Runbook: Certificate Expiry
Alert
- Prometheus Alert:
CertManagerCertExpirySoon/CertManagerCertNotReady - Grafana Dashboard: cert-manager dashboard
- Firing condition: Certificate will expire within 30 days, or Certificate resource is in a not-ready state
Severity
Critical -- Expired certificates cause TLS failures across the platform, breaking ingress traffic, inter-service communication, and webhook connectivity.
Impact
- Istio ingress gateway stops accepting HTTPS connections
- Webhook services (Kyverno, cert-manager) fail validation/mutation
- Internal mTLS certificates may fail rotation, degrading mesh communication
- Harbor, Grafana, Keycloak UI access via Istio gateway breaks
Investigation Steps
- List all certificates and their status:
kubectl get certificates -A
- Check for certificates that are not ready or near expiry:
kubectl get certificates -A -o custom-columns='NAMESPACE:.metadata.namespace,NAME:.metadata.name,READY:.status.conditions[0].status,EXPIRY:.status.notAfter,RENEWAL:.status.renewalTime'
- Describe the failing certificate for detailed condition messages:
kubectl describe certificate <certificate-name> -n <namespace>
- Check cert-manager controller logs for errors:
kubectl logs -n cert-manager deployment/cert-manager --tail=100
- Check the CertificateRequest resources associated with the failing certificate:
kubectl get certificaterequest -n <namespace>
kubectl describe certificaterequest <name> -n <namespace>
- Check the Order and Challenge resources (for ACME/Let's Encrypt issuers):
kubectl get orders -A
kubectl get challenges -A
- Verify the ClusterIssuer or Issuer is ready:
kubectl get clusterissuers
kubectl describe clusterissuer <issuer-name>
- Check cert-manager webhook health:
kubectl get pods -n cert-manager
kubectl logs -n cert-manager deployment/cert-manager-webhook --tail=50
- Check the cert-manager HelmRelease status:
flux get helmrelease cert-manager -n cert-manager
Resolution
Certificate stuck in not-ready state
- Delete the failing CertificateRequest to trigger a new one:
kubectl delete certificaterequest <name> -n <namespace>
- Force cert-manager to re-issue by adding a temporary annotation:
kubectl annotate certificate <name> -n <namespace> cert-manager.io/issue-temporary-certificate="true" --overwrite
- Then remove it to trigger the real issuance:
kubectl annotate certificate <name> -n <namespace> cert-manager.io/issue-temporary-certificate-
ClusterIssuer not ready (self-signed CA)
- Check the CA secret exists:
kubectl get secret -n cert-manager | grep ca
- If the root CA secret is missing, recreate it. Check the ClusterIssuer spec for the expected secret name:
kubectl describe clusterissuer sre-ca-issuer
- Re-apply the cert-manager manifests via Flux:
flux reconcile helmrelease cert-manager -n cert-manager
ACME challenge failure (Let's Encrypt)
- Check challenge status:
kubectl describe challenge <name> -n <namespace>
- Verify DNS is resolving correctly for the domain
- Verify the HTTP-01 solver can reach the challenge endpoint (check Istio gateway and VirtualService)

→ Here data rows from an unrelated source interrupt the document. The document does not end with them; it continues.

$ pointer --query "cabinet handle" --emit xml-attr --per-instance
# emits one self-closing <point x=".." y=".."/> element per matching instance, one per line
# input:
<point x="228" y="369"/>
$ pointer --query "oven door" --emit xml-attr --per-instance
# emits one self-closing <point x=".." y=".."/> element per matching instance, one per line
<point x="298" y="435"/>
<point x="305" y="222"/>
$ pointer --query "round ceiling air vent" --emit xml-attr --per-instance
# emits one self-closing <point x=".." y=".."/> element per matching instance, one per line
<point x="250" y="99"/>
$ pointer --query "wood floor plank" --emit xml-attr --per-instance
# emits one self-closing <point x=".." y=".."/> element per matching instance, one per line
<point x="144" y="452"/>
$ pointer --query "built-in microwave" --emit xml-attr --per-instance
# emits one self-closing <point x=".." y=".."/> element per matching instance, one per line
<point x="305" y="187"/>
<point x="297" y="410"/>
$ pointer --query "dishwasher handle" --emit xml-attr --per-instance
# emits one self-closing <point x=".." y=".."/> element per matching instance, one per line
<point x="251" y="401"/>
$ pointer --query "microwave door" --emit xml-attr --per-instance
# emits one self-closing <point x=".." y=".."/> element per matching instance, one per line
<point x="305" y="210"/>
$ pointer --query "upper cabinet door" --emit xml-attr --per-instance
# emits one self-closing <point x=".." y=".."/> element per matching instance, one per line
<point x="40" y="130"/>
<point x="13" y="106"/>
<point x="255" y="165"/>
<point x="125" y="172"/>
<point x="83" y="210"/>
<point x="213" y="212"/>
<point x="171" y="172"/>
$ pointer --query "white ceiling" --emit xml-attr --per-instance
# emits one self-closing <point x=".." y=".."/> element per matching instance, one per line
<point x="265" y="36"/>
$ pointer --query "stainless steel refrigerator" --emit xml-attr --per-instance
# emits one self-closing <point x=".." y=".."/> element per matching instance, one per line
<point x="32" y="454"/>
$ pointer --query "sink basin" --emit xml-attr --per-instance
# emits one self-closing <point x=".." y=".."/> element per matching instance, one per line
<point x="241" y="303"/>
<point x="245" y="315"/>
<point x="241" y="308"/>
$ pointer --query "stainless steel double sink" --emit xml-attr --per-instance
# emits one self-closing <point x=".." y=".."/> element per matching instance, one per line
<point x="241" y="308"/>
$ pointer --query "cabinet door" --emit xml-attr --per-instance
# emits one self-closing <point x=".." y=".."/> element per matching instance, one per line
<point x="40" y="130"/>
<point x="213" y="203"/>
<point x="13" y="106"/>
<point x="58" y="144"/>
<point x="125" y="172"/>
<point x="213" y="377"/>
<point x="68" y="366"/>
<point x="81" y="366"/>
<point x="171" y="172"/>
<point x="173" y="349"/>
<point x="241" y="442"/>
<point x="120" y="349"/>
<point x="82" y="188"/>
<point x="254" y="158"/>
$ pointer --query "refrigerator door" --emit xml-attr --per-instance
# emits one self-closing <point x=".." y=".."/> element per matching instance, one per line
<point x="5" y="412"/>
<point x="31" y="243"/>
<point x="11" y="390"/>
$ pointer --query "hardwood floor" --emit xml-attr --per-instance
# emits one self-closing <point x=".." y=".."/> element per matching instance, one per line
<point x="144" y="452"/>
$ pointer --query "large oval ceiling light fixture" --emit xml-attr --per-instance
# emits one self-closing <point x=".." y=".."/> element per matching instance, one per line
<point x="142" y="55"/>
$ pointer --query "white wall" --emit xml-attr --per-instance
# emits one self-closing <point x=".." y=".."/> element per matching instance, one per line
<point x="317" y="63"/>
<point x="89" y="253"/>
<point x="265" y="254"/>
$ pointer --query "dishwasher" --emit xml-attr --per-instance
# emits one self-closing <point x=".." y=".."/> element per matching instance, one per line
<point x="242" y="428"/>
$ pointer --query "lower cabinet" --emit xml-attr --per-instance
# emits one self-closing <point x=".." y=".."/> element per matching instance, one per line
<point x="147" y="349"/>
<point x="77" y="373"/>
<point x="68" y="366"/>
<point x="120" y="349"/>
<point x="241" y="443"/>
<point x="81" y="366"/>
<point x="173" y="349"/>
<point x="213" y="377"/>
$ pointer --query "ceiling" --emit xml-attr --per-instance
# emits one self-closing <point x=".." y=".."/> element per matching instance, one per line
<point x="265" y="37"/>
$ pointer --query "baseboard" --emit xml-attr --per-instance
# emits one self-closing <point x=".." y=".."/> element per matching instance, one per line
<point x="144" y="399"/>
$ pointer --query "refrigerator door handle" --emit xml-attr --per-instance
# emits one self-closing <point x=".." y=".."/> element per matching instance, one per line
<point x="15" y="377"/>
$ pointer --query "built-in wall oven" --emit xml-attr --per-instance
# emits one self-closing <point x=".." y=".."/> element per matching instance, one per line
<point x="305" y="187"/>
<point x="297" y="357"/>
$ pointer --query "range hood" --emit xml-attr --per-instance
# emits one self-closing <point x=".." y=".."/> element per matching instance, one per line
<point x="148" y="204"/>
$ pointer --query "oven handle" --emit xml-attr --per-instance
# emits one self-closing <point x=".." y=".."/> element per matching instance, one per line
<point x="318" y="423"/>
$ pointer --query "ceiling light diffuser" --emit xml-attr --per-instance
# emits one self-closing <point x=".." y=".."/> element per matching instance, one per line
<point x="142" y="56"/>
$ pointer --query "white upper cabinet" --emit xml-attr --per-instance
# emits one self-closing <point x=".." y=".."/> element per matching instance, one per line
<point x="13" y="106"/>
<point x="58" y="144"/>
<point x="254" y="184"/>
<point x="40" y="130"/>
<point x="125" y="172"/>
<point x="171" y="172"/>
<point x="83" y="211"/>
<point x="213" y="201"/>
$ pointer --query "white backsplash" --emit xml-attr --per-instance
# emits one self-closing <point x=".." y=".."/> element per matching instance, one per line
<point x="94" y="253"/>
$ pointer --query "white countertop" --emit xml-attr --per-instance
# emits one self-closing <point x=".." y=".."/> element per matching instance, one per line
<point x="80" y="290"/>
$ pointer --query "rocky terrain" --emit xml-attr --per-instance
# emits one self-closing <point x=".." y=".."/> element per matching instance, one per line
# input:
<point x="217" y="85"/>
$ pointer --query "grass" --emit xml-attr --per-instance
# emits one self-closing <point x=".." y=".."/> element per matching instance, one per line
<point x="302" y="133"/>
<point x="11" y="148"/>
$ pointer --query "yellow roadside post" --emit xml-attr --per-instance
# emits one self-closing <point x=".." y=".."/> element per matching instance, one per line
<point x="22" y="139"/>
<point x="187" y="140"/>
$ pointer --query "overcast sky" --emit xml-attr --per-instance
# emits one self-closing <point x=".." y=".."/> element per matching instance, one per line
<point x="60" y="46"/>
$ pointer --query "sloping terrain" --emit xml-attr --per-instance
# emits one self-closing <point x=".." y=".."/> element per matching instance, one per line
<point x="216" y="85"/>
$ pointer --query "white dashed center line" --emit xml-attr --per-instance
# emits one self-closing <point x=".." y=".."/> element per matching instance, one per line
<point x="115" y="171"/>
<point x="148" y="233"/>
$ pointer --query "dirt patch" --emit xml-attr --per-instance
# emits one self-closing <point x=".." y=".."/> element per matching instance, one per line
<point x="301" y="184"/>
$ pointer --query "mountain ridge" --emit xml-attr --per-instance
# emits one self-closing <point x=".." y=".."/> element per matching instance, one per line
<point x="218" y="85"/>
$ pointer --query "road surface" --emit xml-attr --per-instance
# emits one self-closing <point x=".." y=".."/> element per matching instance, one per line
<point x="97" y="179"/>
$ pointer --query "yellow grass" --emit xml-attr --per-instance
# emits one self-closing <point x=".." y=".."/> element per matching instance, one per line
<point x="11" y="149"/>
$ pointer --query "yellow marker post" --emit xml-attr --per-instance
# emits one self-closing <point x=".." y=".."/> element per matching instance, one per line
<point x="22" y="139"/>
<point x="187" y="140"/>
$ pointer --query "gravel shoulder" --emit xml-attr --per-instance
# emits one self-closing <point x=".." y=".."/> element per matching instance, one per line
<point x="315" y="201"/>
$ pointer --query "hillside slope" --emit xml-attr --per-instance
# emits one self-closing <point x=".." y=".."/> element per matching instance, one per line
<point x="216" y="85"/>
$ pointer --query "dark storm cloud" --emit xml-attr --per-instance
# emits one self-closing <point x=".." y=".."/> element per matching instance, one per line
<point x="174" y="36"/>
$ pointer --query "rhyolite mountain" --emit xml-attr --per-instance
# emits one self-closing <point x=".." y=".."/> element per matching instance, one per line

Manual certificate renewal
- Delete the existing secret to force re-issuance:
kubectl delete secret <tls-secret-name> -n <namespace>
- cert-manager will detect the missing secret and re-issue automatically
cert-manager pods not running
- Check the HelmRelease:
flux get helmrelease cert-manager -n cert-manager
- If the release is in a failed state, suspend and resume:
flux suspend helmrelease cert-manager -n cert-manager
flux resume helmrelease cert-manager -n cert-manager
- Force reconciliation:
flux reconcile helmrelease cert-manager -n cert-manager --with-source
Prevention
- Monitor the
certmanager_certificate_expiration_timestamp_secondsmetric in Prometheus - Set alerting thresholds at 30 days (warning) and 7 days (critical) before expiry
- Ensure cert-manager has sufficient RBAC to create/update secrets in all namespaces
- Test certificate renewal in a staging environment before production
- Keep cert-manager updated via the Flux HelmRelease version pin (currently
1.14.4) - Verify ClusterIssuer health after any cert-manager upgrade
Escalation
- If certificate issuance fails after multiple retries: check upstream issuer (Let's Encrypt rate limits, internal CA health)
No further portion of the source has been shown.